N+1 elimination: The ORM was issuing separate queries for related entities. Replaced with explicit JOIN and selectinload strategies:

# Before: N+1 — one query per parent's related records
records = await session.execute(select(Record))
for record in records:
    details = await session.execute(
        select(Detail).where(Detail.record_id == record.id)
    )
 
# After: single query with eager loading
records = await session.execute(
    select(Record).options(selectinload(Record.details))
)

Index optimization: Added composite indexes on the three most common filter combinations. One index addition reduced a 200ms query to 12ms.

Query rewriting: Replaced SELECT * patterns with explicit column selection on wide tables, reducing serialization overhead by 40%.
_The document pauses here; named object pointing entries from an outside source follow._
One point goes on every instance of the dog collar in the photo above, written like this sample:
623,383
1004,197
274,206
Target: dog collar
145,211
SQL execution dropped from 62% to ~25% of total latency.

Step 3: Async Migration

With the database optimized, async migration amplified the gains:

Replaced psycopg2 with asyncpg — native async PostgreSQL driver
Configured connection pool with explicit limits: min_size=10, max_size=50
Async route handlers release the event loop during I/O waits

The async migration alone wouldn't have solved the problem — but combined with optimized queries, it unlocked concurrency that was previously blocked on I/O.

Step 4: Caching Layer

For frequently-accessed records, added a TTL-based in-memory cache:

from datetime import datetime, timedelta
from typing import Any
 
CACHE_TTL = timedelta(minutes=5)
_cache: dict[str, tuple[datetime, Any]] = {}
 
async def get_record_cached(record_id: str):
    now = datetime.utcnow()
    if record_id in _cache:
        cached_at, data = _cache[record_id]
        if now - cached_at < CACHE_TTL:
            return data
 
    data = await fetch_from_db(record_id)
    _cache[record_id] = (now, data)
    return data

Why TTL over event-driven invalidation: TTL is simpler to implement and reason about. For read-heavy endpoints where 5-minute staleness is acceptable, it's the right tradeoff. For mutable data where staleness is a compliance risk, we use write-through invalidation on the write path instead.

Step 5: Monitoring the Gains

Added Datadog metrics to track the optimization impact over time:

from datadog import statsd
 
statsd.histogram("api.query.duration", query_time_ms, tags=["endpoint:list"])
statsd.increment("api.cache.hit" if cache_hit else "api.cache.miss")

Cache hit rates, query durations, and P95/P99 latencies are all dashboarded — so regressions are caught before users notice.

Technical Tradeoffs

Decision	Benefit	Cost
asyncpg over psycopg2	Non-blocking I/O, higher concurrency	Harder to debug, async stack traces are less readable
TTL-based cache	Simple, predictable, no infrastructure dependency	Brief staleness window; not suitable for all data
Connection pool limits	Prevents database connection exhaustion	Requests queue when pool is saturated under extreme load
Composite indexes	Dramatic query speedup on common filter paths	Write overhead (index maintenance), more storage
Explicit column selection	Reduced serialization cost on wide tables	Schema changes require updating select lists

Impact

~50% lower P95 latency from query optimization, async migration, and caching combined
System handles 3x previous peak load without scaling incidents
P99 latency variance reduced by 60%

Lessons Learned

Profile before you optimize. I assumed async migration would be the biggest win. It wasn't — SQL query rewrites delivered 3x more improvement. Always measure first.
N+1 queries don't show up in single-request profiling. You only see them under load, when the database connection pool saturates. Use selectinload or explicit JOINs.
One well-placed composite index can turn a 200ms query into a 12ms query. Analyze your top 5 queries with EXPLAIN ANALYZE and index accordingly.
Cache without monitoring is a black box. Track hit rates, staleness, and eviction counts. A cache with a 20% hit rate is wasting memory.
Connection pool sizing requires tuning. Too small and requests queue; too large and the database gets overwhelmed. Start with max_size = 2 * CPU_cores and load test from there.